11 Minute Bodyweight Workout With Proven Fitness Benefits



Users were asked to “challenge themselves” during Swedish Gymnastics, performing as many exercises as they could in one minute, before walking in place, then moving on to the next exercise.

After six weeks, all volunteers returned to the lab for follow-up testing. And, unsurprisingly, users were in better shape, having increased their endurance by about 7 percent on average. The power in their legs had also increased slightly. The physical condition and strength of the control group remained unchanged.

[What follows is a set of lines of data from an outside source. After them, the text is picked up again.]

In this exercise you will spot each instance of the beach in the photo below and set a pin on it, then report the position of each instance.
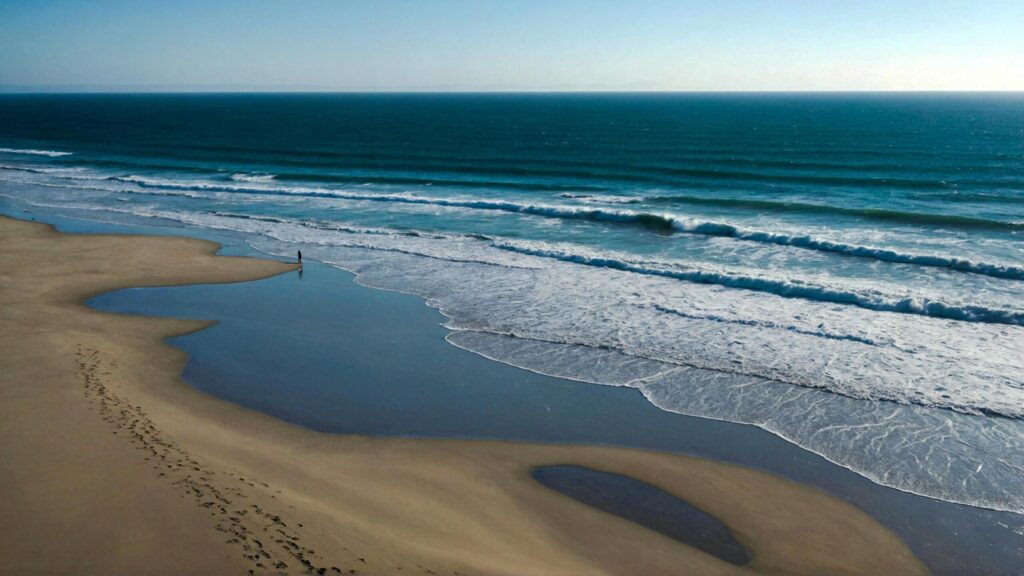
(114, 465)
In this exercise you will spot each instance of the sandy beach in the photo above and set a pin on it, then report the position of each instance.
(111, 464)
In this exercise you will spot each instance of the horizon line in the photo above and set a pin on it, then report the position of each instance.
(160, 89)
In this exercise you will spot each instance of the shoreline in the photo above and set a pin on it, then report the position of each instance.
(360, 503)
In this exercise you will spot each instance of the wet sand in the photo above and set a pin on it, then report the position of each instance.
(113, 465)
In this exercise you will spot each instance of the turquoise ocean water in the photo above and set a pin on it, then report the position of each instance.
(844, 271)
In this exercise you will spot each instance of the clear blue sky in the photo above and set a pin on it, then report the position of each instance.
(513, 45)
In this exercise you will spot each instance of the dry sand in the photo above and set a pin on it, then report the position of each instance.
(111, 464)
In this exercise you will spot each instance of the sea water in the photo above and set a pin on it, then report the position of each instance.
(845, 271)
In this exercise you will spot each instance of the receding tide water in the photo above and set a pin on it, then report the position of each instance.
(844, 271)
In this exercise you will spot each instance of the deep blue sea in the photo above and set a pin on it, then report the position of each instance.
(845, 271)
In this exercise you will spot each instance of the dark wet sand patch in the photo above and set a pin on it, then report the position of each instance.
(647, 505)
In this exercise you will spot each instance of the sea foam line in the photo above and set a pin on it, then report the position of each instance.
(662, 221)
(50, 153)
(779, 287)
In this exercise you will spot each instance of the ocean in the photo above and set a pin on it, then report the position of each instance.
(844, 271)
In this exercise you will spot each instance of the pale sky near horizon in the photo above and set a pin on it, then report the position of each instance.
(422, 45)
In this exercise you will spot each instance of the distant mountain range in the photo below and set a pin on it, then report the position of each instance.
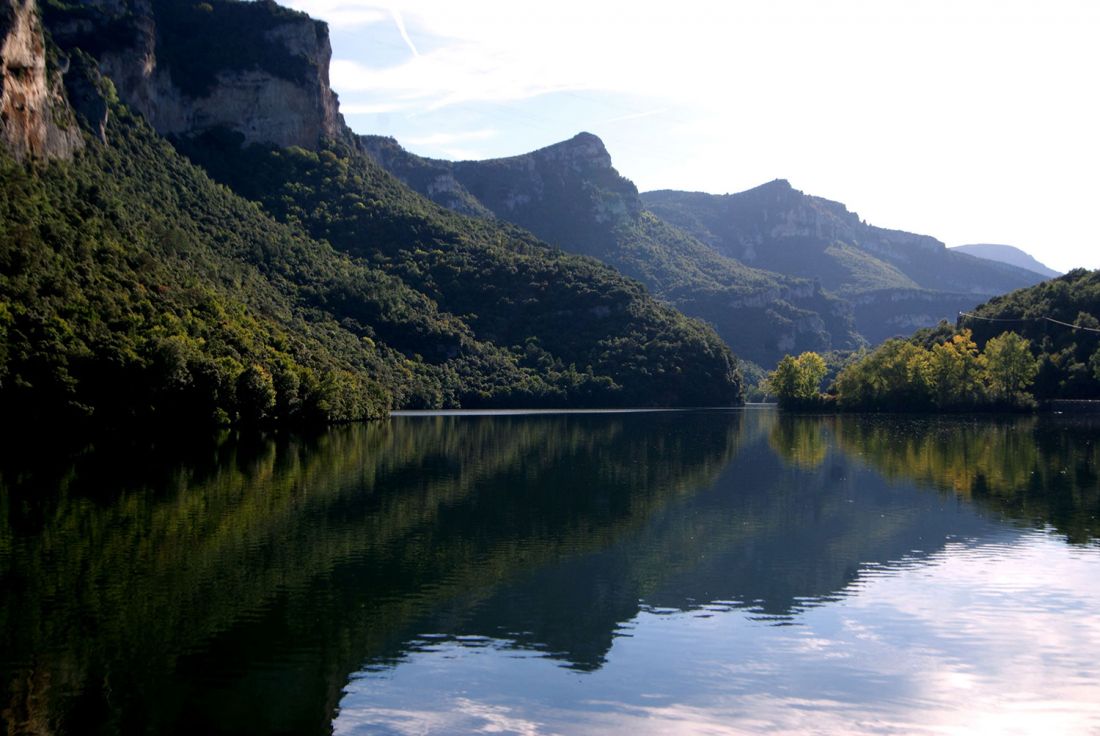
(776, 271)
(1009, 254)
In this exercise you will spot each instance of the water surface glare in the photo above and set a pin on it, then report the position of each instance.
(685, 572)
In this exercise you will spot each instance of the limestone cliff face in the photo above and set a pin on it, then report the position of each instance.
(780, 229)
(254, 68)
(432, 178)
(568, 194)
(34, 117)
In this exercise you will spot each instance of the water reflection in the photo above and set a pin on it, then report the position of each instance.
(237, 586)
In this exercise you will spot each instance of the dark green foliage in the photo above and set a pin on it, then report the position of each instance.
(151, 293)
(598, 337)
(1065, 352)
(569, 195)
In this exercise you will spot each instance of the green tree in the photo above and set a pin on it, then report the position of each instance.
(897, 375)
(1011, 368)
(255, 394)
(958, 372)
(796, 381)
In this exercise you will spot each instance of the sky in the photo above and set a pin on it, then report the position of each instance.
(975, 121)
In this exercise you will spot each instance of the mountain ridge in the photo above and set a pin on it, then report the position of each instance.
(1009, 254)
(133, 288)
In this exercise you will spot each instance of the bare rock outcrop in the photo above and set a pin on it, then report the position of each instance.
(34, 117)
(169, 62)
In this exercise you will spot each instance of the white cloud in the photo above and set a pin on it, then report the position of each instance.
(968, 121)
(447, 139)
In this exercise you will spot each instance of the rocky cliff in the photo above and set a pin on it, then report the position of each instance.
(779, 228)
(34, 117)
(571, 195)
(255, 68)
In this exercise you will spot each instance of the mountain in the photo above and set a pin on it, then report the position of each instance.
(895, 281)
(134, 288)
(1062, 319)
(1009, 254)
(776, 271)
(570, 195)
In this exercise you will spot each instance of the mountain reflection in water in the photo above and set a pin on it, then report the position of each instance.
(457, 573)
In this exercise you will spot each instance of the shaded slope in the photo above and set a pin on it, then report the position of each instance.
(1009, 254)
(570, 195)
(1062, 319)
(895, 281)
(134, 288)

“It was good to see our expectations confirmed,” said Martin Gibala, professor of kinesiology at McMaster University, who oversaw the new study and, with various collaborators, published influential studies on intense interval training. in the past.

“It seemed obvious” that this kind of training had to be effective, he says. But “we now have proof” that brief, basic bodyweight training “can make a significant difference” in fitness, he says.

The study was small and fairly short-term, however, and looked at the effects only in healthy young people who are able to perform burpees and jump squats. “Some people may need to replace” some of the exercises, says Dr. Gibala, especially anyone who has problems with joint pain or balance. (See the 7 Minute Standing Workout for examples of suitable substitutions, in this case.)

But whatever Swedish gymnastics mix you settle into, “the key is to push yourself a little bit” during every one-minute interval, he says.